Altamira is 296 meters (971 feet) long and is divided into a number of chambers and passages. It is filled with many engravings. One of the features of the site is a series of “masks”: natural rock shapes which have been turned into humanoid faces by adding eyes and other details. The masks are not noticed when entering the cave, but are only apparent when leaving.
The great hall of paintings is 20 meters (66 feet) by 10 meters (33 feet) and contains the images of 18 bison, a horse, and a hind. The paintings are polychromes done in ochre, manganese, and charcoal. Most of the animals appear to be male.

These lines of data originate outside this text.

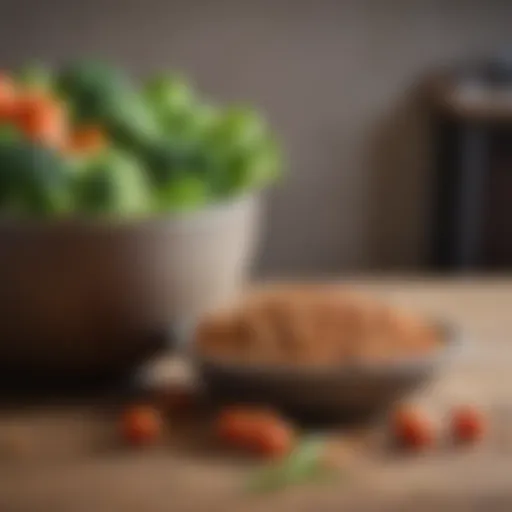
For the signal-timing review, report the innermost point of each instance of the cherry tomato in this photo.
(256, 430)
(43, 120)
(412, 429)
(141, 425)
(468, 424)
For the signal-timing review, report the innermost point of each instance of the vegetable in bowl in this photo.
(86, 140)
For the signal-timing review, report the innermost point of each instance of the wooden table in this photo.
(63, 459)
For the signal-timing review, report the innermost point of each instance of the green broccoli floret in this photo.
(113, 183)
(34, 179)
(102, 94)
(35, 76)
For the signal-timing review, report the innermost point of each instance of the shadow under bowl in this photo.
(347, 392)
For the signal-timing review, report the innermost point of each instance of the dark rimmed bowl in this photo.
(349, 391)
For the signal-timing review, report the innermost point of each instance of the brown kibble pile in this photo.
(311, 326)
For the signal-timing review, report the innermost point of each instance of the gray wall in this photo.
(333, 75)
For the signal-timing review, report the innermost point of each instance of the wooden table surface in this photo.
(63, 458)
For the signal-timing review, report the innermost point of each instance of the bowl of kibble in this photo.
(317, 350)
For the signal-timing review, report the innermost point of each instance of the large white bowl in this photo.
(80, 297)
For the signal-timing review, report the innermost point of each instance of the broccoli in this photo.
(113, 183)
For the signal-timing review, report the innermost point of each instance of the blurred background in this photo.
(338, 80)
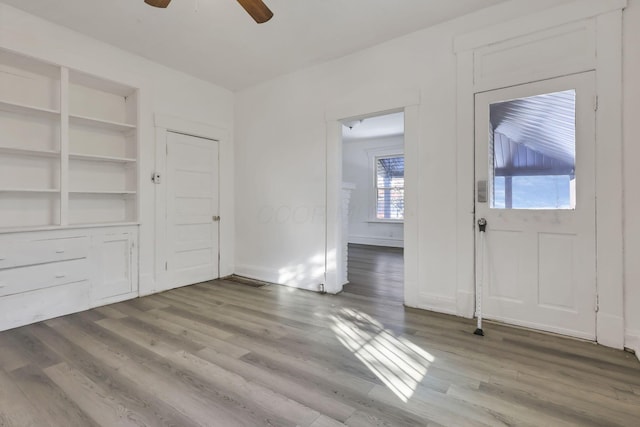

In his entry on Altamira in The Oxford Companion to Archaeology, archaeologist Paul Bahn reports:
“Some researchers see this chamber as a symbolic pound, with a bison drive depicted on the ceiling (the curled-up animals at the center are dead, while those around them stand and face the hunters—there are male humans engraved at the edge); another interpretation is a depiction of a bison herd in rutting season.”The archaeological findings at Altamira show that it was a regional gathering place during the Solutrean, and early Magdalenian periods. The cave was sealed off by a rockfall about 13,000 years ago.
Altamira has been declared a World Heritage Site. The cave was closed to the public in 1977 due to damage by the carbon dioxide in the breath of the many visitors. At the present time, visitations are limited and there is a three-year waiting list to be allowed into the cave. A replica cave and museum are located nearby.